‘We got to do something’: This is the most disturbing part of the Mavericks’ 3-8 start to the season

It’s both the good news and the bad news that in a game like Wednesday’s blowout loss at Utah, the Mavericks’ two best players were rookies Luka Doncic and Jalen Brunson.

Good for the future. Bad for the moment and Maverick fans who expect better from this year’s group.

Coaches like to say that players need to buy into whatever system is being installed.

If that’s the case, the Mavericks haven’t even started a rent-to-own plan yet.

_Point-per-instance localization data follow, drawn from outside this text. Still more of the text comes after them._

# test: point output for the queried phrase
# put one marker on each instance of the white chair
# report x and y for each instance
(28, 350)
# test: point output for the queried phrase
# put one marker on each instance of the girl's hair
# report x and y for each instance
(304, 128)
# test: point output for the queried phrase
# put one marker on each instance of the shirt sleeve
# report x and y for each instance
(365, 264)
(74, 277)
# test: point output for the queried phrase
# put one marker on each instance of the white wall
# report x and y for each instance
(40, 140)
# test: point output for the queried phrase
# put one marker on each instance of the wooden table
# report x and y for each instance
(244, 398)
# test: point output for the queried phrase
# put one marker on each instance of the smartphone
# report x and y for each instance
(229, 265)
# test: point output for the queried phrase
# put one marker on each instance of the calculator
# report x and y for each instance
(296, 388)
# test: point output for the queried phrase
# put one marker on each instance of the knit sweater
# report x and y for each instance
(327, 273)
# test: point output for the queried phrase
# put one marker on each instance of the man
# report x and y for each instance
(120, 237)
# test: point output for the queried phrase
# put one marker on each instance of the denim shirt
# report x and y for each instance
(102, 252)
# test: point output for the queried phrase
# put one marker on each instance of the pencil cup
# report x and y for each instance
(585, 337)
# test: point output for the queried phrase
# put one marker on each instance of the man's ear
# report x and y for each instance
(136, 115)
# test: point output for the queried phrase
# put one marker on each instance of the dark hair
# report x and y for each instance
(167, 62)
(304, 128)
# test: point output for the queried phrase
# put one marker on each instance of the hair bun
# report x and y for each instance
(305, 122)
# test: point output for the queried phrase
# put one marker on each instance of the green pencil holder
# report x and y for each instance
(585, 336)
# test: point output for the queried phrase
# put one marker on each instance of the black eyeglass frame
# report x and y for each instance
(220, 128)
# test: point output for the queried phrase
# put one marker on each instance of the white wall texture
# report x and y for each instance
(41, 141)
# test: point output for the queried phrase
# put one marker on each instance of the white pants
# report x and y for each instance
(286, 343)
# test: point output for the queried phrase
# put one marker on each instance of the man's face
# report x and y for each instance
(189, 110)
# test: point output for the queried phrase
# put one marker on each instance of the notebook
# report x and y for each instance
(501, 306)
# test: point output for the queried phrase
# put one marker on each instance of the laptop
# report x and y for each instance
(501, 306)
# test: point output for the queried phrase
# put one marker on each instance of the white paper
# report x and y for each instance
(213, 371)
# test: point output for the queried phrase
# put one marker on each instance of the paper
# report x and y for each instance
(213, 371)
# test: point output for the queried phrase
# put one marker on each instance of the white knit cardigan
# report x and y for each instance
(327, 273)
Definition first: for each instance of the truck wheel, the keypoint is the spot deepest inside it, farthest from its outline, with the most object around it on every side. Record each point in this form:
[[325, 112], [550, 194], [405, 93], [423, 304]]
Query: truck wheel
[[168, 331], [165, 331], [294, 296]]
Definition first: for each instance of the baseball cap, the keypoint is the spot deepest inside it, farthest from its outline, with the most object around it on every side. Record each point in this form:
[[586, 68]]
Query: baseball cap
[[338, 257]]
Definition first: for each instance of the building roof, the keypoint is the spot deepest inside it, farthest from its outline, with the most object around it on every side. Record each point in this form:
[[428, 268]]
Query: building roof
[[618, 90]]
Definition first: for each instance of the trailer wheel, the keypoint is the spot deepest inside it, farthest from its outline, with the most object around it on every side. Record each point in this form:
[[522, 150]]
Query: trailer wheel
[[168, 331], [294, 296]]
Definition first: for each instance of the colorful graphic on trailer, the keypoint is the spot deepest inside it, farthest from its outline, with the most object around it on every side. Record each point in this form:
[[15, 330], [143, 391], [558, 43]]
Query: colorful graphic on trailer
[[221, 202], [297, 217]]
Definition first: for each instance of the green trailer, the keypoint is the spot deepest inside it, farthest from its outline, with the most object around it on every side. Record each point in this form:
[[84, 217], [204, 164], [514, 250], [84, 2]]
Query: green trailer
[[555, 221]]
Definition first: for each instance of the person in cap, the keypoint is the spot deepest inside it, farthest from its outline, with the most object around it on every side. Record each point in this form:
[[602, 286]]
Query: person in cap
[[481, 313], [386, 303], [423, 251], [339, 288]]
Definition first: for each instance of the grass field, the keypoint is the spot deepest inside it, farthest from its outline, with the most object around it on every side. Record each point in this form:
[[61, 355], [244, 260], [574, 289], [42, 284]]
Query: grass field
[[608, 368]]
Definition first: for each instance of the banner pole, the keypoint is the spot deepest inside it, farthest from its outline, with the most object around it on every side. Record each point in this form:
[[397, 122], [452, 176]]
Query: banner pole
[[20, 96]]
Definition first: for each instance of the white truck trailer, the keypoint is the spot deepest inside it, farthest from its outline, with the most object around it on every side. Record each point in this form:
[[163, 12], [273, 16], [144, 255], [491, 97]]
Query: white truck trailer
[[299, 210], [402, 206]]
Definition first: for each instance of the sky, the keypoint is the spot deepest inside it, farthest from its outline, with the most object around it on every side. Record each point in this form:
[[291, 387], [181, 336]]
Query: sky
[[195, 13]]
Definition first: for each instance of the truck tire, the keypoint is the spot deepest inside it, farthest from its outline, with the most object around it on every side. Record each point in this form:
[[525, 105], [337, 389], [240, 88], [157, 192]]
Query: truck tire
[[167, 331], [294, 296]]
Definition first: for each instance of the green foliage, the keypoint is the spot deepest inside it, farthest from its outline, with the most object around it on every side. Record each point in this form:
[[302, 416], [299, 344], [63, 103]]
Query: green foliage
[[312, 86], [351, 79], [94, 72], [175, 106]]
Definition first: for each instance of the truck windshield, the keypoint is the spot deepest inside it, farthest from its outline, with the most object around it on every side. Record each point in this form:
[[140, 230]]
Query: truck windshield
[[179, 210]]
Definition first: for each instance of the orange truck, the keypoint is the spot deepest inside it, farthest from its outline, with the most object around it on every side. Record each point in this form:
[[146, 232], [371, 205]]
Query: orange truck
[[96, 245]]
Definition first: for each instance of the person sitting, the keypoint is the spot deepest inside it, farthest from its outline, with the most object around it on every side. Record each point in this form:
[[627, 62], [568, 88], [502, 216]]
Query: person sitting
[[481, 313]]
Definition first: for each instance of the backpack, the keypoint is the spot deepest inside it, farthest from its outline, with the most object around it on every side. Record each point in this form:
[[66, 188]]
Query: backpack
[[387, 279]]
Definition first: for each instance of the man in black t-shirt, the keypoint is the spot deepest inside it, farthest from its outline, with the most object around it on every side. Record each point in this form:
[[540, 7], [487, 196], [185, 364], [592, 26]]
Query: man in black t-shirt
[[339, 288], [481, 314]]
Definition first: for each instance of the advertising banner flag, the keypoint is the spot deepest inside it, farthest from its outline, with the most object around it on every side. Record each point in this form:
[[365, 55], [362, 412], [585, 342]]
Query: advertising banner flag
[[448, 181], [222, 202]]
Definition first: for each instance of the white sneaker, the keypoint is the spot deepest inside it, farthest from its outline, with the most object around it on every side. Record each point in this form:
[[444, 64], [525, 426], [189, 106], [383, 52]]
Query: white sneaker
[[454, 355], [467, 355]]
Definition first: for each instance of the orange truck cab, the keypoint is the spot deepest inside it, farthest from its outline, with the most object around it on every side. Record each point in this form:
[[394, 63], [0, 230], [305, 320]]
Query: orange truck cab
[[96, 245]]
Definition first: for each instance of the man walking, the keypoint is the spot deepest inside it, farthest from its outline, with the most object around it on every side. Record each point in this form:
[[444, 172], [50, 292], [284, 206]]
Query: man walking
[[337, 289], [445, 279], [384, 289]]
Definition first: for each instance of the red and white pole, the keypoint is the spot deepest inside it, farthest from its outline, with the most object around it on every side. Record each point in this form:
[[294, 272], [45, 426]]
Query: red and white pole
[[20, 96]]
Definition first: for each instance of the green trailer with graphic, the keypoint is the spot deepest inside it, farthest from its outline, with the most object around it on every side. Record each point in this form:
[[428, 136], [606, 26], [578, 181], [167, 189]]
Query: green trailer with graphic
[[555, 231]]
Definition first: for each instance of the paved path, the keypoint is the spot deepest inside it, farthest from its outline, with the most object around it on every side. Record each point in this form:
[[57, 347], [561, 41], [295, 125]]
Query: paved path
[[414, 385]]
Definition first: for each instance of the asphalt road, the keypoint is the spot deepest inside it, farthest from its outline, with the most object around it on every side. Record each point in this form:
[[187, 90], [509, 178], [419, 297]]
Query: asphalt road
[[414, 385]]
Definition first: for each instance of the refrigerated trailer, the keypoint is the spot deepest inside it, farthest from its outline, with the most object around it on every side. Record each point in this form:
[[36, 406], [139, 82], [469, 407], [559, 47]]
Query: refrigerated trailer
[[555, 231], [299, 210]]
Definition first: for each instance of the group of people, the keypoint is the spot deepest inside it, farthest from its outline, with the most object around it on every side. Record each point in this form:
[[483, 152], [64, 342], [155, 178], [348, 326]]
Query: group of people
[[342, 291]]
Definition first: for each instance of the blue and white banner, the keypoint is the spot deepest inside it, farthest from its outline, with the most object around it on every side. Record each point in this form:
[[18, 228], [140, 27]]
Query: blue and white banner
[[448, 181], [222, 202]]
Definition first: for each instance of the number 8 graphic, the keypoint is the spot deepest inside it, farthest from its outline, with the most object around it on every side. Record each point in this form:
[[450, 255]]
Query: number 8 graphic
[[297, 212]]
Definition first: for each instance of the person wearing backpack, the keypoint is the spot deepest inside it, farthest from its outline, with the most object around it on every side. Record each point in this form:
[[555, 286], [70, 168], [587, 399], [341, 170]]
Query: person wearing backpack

“We got to do something,” J.J. Barea said. “It’s a tough beginning. We still got a lot of games left. But we better get to work. How do we fix it? We don’t know right now.”

That’s the scary part.

The Mavericks are 3-8, and this is a franchise that got off to a 2-13 start last season and 2-14 the season before that. The commentary from players is not helping. Everybody can see that the parts are ill-fitting at the moment.

Nobody’s quite sure how to make them mesh. But nobody wants to bring up the possibility that there may be too many square pegs to fit into round holes. And it’s clear that a lot of players are trying to do things individually on the floor rather than collectively as a unit. How else to explain the fact that the Mavericks are 28th in the NBA in turnovers at 17.6 per game — including 90 (yes, 90) in the last four games.

The passes call for a zig, but teammates think it’s a zag.

“We’re still trying to figure out how to play alongside one another,” Harrison Barnes said. “I don’t think it’s any ill-intended turnovers. I think it’s a lot of us trying to do the right thing. It’s just not in sync. We haven’t got it where we’re just clicking yet. That’s the most frustrating point. We’re just not in sync, and it’s showing up right now.”

Coach Rick Carlisle deserves some of the blame, for sure. But not all of it. Players play. Coaches try to motivate and put players in situations where they have the best chance of success.

“With that many turnovers, it’s difficult to win a game,” Doncic said. “It was a tough back-to-back, but we didn’t have our mentality right and the turnovers killed us. We got to stick together and get our mentality right.”

Said Carlisle: “It’s a big problem. And we got to get it solved. You give up 31 points on 25 turnovers on the road in the Western Conference, you’re going to have a rough night.”

Times like this call for a little Dirk Nowitzki perspective. One of his favorite lines is that during a long NBA season, you go through stretches where you think you’ll never win again.

Similarly, there are segments where you feel unbeatable.

Maybe there’s one of those out there for the Mavericks.

But everybody is growing tired of the wait.

This isn’t supposed to happen when a team has played 11 opponents and only two of them have a winning record.

But it does happen when the competitive level consistently does not reach that of their opponents.

It happens when players aren’t sold on things, or at the very least have doubts that what they are doing will work.

It happens when an offensive system has been changed to play faster and move the ball more, yet there are too many players who can’t hang on to said ball or pass it to somebody in the same color jersey.

“It’s pretty far,” Barea said when asked where the team was in terms of figuring things out. “It’s rough right now, it’s frustrating. We don’t really know what we got to do to get out of this funk. And now we got turnovers, too. We never had a lot of turnovers, and now we got turnovers.

“It’s not good. There’s a lot of things going on.”